Astronaut Reid Wiseman, a Johns Hopkins alumnus, is poised to make his first trip into space this afternoon.
Wiseman is the flight engineer on board the Russian Soyuz spacecraft scheduled to lift off from the Baikonur Cosmodrome in Kazakhstan today at 3:57 p.m. EDT (that's 1:57 a.m. Thursday, Kazakh time), bound for the International Space Station, according to NASA.
Wiseman earned his master's degree from the Whiting School's Engineering for Professionals program in 2006. Johns Hopkins Engineering reported that he was one of nine people accepted into NASA's 2009 astronaut class and underwent extensive training—from making space station repairs to learning Russian—at the Johnson Space Flight Center.
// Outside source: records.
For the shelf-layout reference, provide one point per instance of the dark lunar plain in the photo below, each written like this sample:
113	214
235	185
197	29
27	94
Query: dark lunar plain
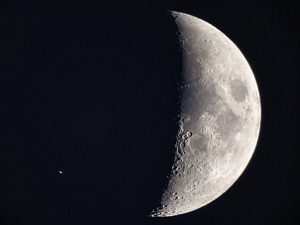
89	105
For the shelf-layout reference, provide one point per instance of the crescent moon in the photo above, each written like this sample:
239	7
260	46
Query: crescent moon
219	122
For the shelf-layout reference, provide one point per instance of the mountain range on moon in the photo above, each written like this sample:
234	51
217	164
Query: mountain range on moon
219	122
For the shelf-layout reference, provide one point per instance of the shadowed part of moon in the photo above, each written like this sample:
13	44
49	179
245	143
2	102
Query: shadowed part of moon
238	90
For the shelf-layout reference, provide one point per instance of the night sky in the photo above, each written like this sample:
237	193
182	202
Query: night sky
89	105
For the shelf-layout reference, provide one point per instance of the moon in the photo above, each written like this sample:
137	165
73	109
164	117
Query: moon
219	122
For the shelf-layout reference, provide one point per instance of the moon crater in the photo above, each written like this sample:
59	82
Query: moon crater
219	121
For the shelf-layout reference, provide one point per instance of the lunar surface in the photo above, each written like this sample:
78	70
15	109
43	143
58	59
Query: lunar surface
219	122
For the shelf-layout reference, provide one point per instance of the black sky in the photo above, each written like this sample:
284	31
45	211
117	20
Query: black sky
90	89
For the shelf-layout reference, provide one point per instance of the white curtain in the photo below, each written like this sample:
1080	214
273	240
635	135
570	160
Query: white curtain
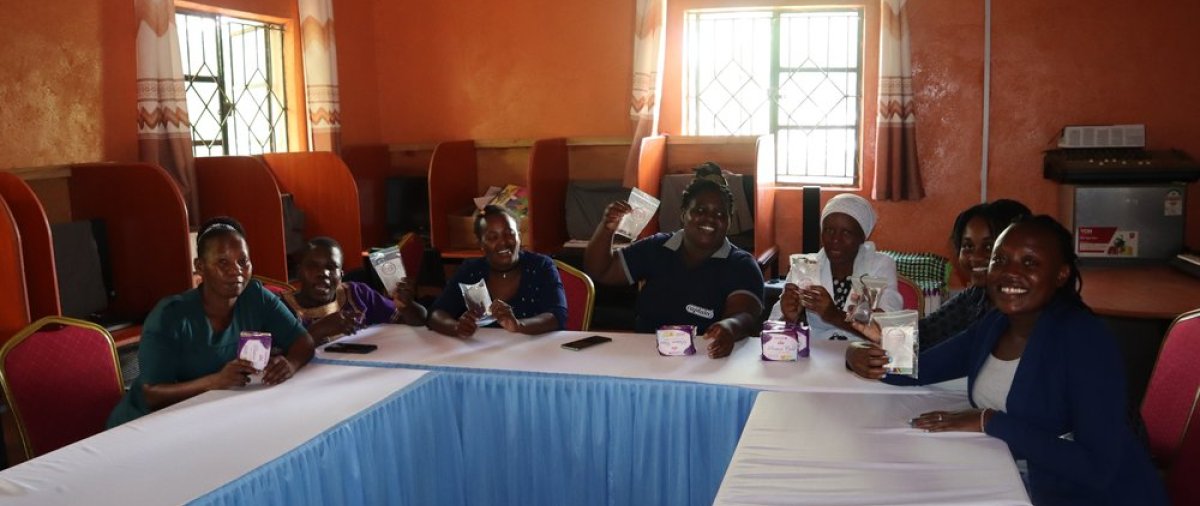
321	74
897	174
649	38
165	134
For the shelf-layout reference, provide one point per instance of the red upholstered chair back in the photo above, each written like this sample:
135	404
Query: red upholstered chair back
1181	480
911	294
412	253
1173	386
581	294
275	285
61	378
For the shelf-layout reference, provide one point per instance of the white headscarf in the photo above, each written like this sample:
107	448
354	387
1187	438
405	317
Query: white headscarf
856	208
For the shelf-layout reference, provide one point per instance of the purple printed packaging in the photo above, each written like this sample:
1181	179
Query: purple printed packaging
677	339
255	348
784	342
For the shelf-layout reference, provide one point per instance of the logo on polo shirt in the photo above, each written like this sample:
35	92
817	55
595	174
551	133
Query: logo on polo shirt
702	312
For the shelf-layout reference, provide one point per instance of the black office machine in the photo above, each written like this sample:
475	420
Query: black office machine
1123	204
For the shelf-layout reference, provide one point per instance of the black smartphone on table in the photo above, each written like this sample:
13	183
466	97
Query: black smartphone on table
579	344
351	348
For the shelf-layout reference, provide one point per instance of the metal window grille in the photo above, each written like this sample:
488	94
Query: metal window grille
789	72
233	70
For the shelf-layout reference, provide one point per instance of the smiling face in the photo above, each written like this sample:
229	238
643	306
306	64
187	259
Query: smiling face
321	272
501	241
225	265
840	236
706	220
1026	270
975	251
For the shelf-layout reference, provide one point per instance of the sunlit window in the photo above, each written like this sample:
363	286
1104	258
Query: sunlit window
796	73
234	79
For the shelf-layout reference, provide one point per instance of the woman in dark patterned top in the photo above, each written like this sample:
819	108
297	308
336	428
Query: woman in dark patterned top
975	230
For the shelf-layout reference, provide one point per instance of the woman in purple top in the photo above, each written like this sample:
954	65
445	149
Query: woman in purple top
331	308
526	290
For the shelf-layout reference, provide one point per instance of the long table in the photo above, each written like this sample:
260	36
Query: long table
825	449
195	447
507	419
629	355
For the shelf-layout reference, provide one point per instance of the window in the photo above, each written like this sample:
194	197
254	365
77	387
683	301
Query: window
796	73
233	72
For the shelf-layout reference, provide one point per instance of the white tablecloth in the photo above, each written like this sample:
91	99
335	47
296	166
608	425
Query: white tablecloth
827	449
629	355
181	452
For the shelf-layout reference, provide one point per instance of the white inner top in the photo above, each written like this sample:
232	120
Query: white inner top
994	383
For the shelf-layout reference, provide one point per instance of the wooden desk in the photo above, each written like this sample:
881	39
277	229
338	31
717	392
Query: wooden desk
1138	303
1150	291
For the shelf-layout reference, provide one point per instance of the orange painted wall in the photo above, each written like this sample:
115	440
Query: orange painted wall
489	70
1119	62
358	77
69	91
52	90
414	71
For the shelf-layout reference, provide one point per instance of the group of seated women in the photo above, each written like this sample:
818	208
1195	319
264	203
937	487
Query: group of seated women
1044	373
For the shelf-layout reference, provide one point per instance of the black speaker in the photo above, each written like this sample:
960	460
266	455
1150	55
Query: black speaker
811	204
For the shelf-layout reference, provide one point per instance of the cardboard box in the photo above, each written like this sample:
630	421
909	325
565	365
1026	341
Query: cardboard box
461	229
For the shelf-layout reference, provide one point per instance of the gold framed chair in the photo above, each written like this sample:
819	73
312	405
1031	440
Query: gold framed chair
61	378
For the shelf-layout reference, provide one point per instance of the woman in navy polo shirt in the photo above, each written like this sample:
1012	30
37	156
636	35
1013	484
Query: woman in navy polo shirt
693	276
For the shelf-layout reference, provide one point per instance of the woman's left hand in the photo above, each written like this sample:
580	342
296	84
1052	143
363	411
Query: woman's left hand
949	421
503	314
277	371
403	294
720	336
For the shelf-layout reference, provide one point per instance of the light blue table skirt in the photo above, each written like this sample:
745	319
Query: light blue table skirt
463	437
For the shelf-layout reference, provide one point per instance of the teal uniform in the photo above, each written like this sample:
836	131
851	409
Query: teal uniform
178	343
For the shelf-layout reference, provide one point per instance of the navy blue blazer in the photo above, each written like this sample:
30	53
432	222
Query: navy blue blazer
1066	409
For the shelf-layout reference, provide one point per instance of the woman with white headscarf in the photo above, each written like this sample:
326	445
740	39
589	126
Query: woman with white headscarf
845	255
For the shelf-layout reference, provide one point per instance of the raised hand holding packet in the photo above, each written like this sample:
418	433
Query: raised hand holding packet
256	349
677	339
388	265
645	206
478	300
898	330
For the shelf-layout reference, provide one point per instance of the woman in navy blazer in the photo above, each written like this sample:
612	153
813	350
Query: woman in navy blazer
1061	407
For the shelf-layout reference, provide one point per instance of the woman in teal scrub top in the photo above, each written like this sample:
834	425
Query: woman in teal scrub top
190	341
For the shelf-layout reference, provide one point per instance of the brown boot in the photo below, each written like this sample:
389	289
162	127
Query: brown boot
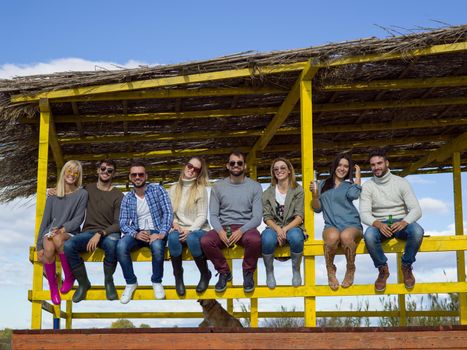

Of his lifelong dream, Wiseman told Johns Hopkins Engineering "Space was always in the back of my mind, and systems engineering made my application [to NASA] more appealing." A native of Timonium, Md., Wiseman went to Annapolis every year to watch the Blue Angels, a U.S. Navy precision flying team, and he was able to watch a space shuttle launch from a roadside in Florida. What will he do when his time on the space station is completed? He says, "Go up again."
Live NASA Television coverage of the launch begins at 3 p.m. Coverage will resume tonight at 9 p.m., when the spacecraft approaches the space station for docking, and again at 11 p.m. for the opening of the space station's hatches.